Like many Barnard undergraduates, Veena Sud used her time at college to explore new worlds, but hers were a far cry from the ones most students pursue. During her freshman year, she visited Chinatown with a police officer from the vice squad for a crash course on the sex industry. “I’ve always been fascinated by law and order, and dark, gritty worlds,” she says. That fascination—bolstered by the research she has done on criminals and the police since the age of 16—laid the groundwork for a successful career writing and producing such TV shows as Cold Case and The Killing.
After Barnard, Sud spent several years working as a journalist at Pacifica Radio and at the media-watchdog group Fairness and Accuracy in Reporting. She also married and had a son. In her spare time, she made experimental films like Stretchmark, a semi-autobiographical piece about being a single mother.
At 28, she enrolled at New York University’s film school, where she studied with Spike Lee, who allowed Sud and his other students to view rough cuts of the movie on which he was working. After graduation, she spent a year directing MTV’s The Real World, then made her way to Los Angeles. She landed a job on the short-lived show Push, Nevada before meeting the creator of the CBS police drama Cold Case, who hired her as a writer. Three years later, she became the show’s executive producer. “I got to learn everything at hyper speed,” she says.

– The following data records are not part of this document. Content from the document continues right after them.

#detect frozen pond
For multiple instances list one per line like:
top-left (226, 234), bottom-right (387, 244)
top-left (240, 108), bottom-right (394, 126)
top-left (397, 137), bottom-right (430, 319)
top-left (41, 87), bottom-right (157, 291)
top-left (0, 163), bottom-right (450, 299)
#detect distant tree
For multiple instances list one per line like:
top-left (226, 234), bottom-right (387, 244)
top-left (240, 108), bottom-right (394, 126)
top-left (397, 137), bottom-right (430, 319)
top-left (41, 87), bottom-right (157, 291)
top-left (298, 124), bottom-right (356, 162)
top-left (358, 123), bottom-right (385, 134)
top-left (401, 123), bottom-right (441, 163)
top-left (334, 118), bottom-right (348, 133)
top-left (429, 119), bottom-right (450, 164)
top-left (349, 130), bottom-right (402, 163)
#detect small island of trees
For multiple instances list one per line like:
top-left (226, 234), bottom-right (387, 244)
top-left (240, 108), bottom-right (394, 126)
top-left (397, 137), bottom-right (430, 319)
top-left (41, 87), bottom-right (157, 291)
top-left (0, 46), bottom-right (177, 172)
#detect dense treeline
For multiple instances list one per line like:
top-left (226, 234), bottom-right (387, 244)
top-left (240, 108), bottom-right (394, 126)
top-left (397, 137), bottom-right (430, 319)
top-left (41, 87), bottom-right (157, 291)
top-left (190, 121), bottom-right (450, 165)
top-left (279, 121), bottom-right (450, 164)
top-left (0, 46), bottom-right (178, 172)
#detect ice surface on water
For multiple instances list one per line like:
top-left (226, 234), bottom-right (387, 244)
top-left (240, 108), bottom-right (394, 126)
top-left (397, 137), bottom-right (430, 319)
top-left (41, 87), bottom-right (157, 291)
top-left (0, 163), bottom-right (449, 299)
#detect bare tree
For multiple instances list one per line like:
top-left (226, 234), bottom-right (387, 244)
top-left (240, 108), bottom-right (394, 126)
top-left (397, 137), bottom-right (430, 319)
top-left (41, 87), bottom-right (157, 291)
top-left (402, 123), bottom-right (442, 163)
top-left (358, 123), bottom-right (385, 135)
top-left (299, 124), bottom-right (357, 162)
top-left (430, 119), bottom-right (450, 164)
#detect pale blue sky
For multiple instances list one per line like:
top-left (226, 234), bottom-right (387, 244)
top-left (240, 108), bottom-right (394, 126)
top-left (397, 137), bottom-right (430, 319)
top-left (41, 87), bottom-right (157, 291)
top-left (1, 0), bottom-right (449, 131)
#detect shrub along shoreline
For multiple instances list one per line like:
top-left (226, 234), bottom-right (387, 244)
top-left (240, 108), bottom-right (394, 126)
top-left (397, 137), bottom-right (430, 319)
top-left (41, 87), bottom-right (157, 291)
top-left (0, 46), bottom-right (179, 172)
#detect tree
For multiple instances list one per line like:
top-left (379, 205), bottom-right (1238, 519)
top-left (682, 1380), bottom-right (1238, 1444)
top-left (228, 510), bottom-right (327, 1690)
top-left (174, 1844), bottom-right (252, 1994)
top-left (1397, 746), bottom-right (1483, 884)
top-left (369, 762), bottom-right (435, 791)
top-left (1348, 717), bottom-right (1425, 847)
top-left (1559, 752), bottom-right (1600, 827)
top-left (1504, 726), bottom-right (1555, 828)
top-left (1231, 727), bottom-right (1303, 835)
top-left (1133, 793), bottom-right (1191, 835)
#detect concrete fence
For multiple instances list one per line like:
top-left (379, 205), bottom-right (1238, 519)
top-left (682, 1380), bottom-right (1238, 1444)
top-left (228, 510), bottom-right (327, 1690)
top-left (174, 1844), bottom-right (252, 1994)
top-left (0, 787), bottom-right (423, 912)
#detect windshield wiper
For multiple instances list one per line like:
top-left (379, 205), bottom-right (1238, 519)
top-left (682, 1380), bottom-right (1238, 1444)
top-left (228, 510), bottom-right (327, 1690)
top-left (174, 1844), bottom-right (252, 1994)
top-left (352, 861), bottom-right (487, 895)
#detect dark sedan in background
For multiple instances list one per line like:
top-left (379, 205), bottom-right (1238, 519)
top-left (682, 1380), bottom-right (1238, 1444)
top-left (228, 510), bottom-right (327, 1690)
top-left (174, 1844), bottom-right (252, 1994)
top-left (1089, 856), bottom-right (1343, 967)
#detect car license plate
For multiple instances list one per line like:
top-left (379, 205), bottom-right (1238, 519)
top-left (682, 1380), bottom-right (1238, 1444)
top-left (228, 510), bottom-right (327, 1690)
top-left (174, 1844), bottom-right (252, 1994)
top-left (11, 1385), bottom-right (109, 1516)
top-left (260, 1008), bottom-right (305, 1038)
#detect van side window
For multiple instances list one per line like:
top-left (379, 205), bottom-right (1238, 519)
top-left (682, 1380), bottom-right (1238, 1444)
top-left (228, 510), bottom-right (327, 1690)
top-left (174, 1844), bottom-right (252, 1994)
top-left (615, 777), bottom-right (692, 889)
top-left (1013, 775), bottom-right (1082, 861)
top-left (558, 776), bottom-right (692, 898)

In 2010, Sud adapted a moody Danish police drama called Forbrydelsen for American viewers. The Killing was conceived as “an anti-genre cop show with slow-burn storytelling,” Sud says. Eschewing the one-episode resolution of many such shows, each episode of The Killing, set in Seattle, captured one day in the investigation of the murder of teenager Rosie Larsen. But the storytelling focused not just on the police work, but also on the lives of the detectives and the victim’s family. As always, Sud delved into research, meeting with families who had lost children. “It was one of the most powerful experiences I’ve ever had,” she says. “And it became even more important to me to tell their story accurately and authentically.”
Sud also consulted with detectives in Philadelphia and Los Angeles, and took the show’s writers on a visit to the morgue. Her youthful forays into police precincts “emboldened me to ask questions and go places,” she says. “It’s been a useful tool all my life as a writer. I realized what people have to say is much more interesting than what I could make up.” Yet translating that research into a fictional world is “a fine balancing act. You’re a creator of a made-up world and a documentarian. When you inhabit the space in between, you hit your sweet spot,” she says.
As executive producer and head writer for The Killing, Sud worked on everything from creating the budget to studying the color of the leaves outside the windows of the fictional police department. To make the home of the victim’s family look appropriately lived in, Sud would trail crumbs around the kitchen and make sure there were piles of papers scattered on counters. “Visuals are an important part of my storytelling,” she says. “That level of detail seems like it’s not that important, but it is important if you’re trying to suspend disbelief.”
The Killing earned high ratings and critical acclaim. In The New York Times, Ginia Bellafante wrote, “With its lyrical pacing, restrained performances, and a palette so visually cool that it feels as though you are watching from inside a Sub-Zero, The Killing is at once a procedural and a rich exploration of the perils of obsession.” But the show ran into trouble at the end of its first season when the killer was not revealed. Viewers took to the Internet to protest, complaining that they felt cheated. Sud was shocked by the backlash, having always intended to reveal the killer’s identity at the end of the second season. AMC cancelled The Killing in July after its second season concluded, leaving Sud disappointed. “The show has so much more to say,” she says.
After a well-deserved vacation, Sud is back at her writing desk. She is at work on the screenplay for a remake of Alfred Hitchcock’s 1941 thriller Suspicion for Paramount Pictures. It will be her first feature-film script. With nominations for both an Emmy for outstanding writing and a Writers Guild of America award for her work on The Killing, Sud is poised for a promising career. “The world has so many great stories to be told,” Sud says.